I was in the LCD camp for several years, until eInk hit a certain threshold of pixel density and front-lighting got refined a bit. At the same time, smartphone screens, specs and battery life were improving, so that my last couple smartphones made a tablet redundant for tasks other than reading. Now, the tablet mostly gathers dust while the KPW2 has a reserved spot in my go bag. A tablet would be fine for reading, but the Kindle is just a little easier to carry, a little easier to hold, a little easier on the eyes, and a lot more likely to be ready-to-go with my current read the moment I whip it out, no matter how long it's been or what I've done in the interim.
Granted, tablets and ereaders alike are 100% lifestyle tech. They're not necessary for anything, so how useful they are depends entirely upon how you use them. If you have compelling reasons to be carrying a tablet and no vision issues compelling you to go eInk, then reading on a tablet is probably the way to go. If either a tablet or ereader would be too much baggage or certain to be lost, stolen or destroyed, then sticking with a smartphone might be your best bet. If your discretionary income is truly marginal and you'll have no other computing/internet resources, dumbphone + tablet might deliver the best value.

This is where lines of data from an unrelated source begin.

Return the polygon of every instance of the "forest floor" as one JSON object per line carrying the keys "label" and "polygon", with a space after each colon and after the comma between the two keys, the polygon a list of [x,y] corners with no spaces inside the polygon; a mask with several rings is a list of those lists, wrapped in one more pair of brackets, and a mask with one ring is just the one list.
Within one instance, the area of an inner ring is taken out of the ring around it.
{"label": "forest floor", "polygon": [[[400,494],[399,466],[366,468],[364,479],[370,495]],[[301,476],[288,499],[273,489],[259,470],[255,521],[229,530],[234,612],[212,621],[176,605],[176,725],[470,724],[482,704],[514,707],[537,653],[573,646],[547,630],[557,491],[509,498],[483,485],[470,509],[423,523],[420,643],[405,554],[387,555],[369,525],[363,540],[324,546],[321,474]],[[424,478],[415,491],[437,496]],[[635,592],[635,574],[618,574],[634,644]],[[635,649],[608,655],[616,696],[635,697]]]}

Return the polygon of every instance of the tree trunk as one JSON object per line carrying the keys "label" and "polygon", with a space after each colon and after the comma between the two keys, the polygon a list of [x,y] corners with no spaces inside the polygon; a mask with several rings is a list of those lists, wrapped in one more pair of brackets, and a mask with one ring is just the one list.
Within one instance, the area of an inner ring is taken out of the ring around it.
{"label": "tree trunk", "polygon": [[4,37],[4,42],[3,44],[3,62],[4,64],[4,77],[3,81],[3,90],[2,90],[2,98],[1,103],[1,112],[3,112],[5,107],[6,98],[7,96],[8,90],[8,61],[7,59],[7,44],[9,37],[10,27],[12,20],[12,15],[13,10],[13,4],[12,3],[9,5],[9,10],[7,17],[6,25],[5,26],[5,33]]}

My own situation has changed at least as fast as the technology in the six years I've read ebooks. There were times when I had significant commutes on public transit, times I worked from home, times I commuted by car, and now I walk to work. My income and the proportion of that income a dedicated reading device would represent, have varied considerably over that time. Even my reading habits, novels vs. periodicals vs. graphic novels, fluctuate in ways that influence what devices I'll carry and which I'll buy. It may be mostly fallacious thinking to try to shape anecdotes into trends in our little backwater of the tech world.